China Rejects Another Navy Mooring

Team Infidel

Forum Spin Doctor
Washington Times
December 1, 2007
Pg. 1
By Reuters News Agency
China turned down a request for another U.S. Navy ship to visit Hong Kong amid a spat over a long-planned docking of the USS Kitty Hawk aircraft carrier, the Pentagon said yesterday.
China will not allow the USS Reuben James, a frigate with about 200 crew members, to visit Hong Kong over the New Year's holiday and has barred the next planned quarterly flight into Hong Kong by a C-17 aircraft to support the U.S. Consulate there, said Marine Corps Maj. Stewart Upton.
Washington has complained that, at the last minute, China blocked a visit by the Kitty Hawk and accompanying ships for the Thanksgiving holiday last week. Family and friends of crew members had flown in to meet their loved ones.
The United States also has complained that China refused to let two minesweepers take shelter from a storm in Hong Kong last week.
On Nov. 22, China made a late reversal of its decision to bar the Kitty Hawk, but by then, the ship was steaming away from Hong Kong and could not return, U.S. officials have said. At that time, China also rejected the request for the frigate and canceled the support flight.

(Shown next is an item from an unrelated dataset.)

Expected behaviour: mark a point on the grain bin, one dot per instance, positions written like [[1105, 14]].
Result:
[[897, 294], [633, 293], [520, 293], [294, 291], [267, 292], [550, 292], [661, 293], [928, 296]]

U.S. officials told The Washington Times that China is protesting U.S. sales of upgraded Patriot missile-systems equipment to Taiwan. It also is irritated over a meeting of President Bush with exiled Tibetan spiritual leader the Dalai Lama.
Beijing sees Taiwan as a renegade province and the Dalai Lama as a separatist trying to win independence for Tibet, which Chinese troops invaded in 1950.

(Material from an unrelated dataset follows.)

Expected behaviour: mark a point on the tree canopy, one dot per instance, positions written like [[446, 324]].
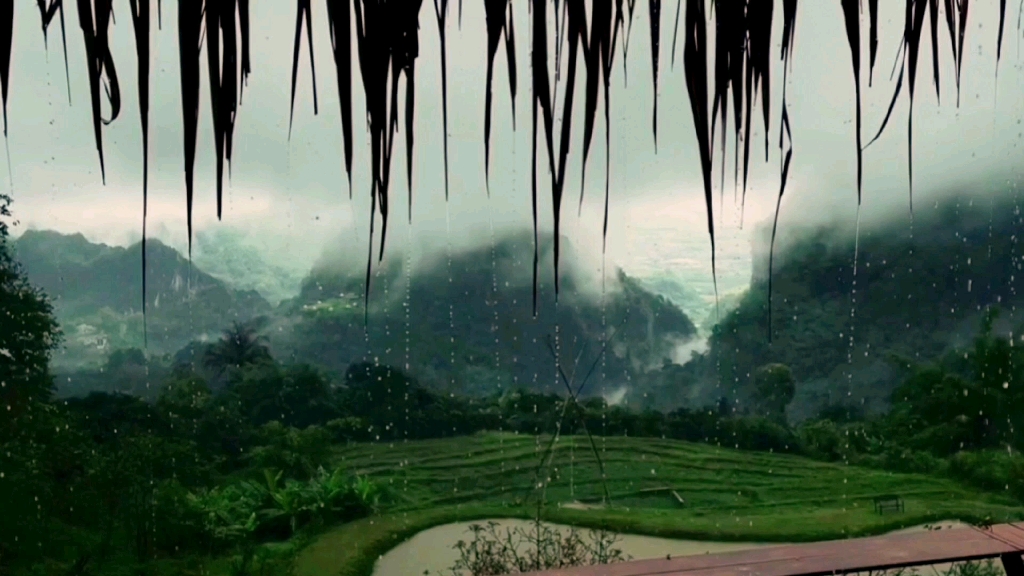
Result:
[[387, 46]]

Having protested earlier in the week about the treatment of the Kitty Hawk and the minesweepers, the Bush administration made clear that it now wanted to draw a line under the incidents.
"This relationship is growing and maturing and this is something that two nations should be able to work through, and I don't think escalating it every day is necessary," White House spokeswoman Dana Perino said.
"This incident has not prevented us from being able to work with the Chinese."
The rejections mark the first time that China has turned down a port visit by a U.S. Navy ship since 2004, a U.S. defense official said. The request for the Reuben James was made in October.
About 50 U.S. Navy ships visit Hong Kong every year, the official said — about the same number as before Britain returned the territory to Chinese rule in 1997.
The Kitty Hawk was accompanied by five vessels at the time of its planned visit to Hong Kong, the official said. Officials had previously said it had eight accompanying ships.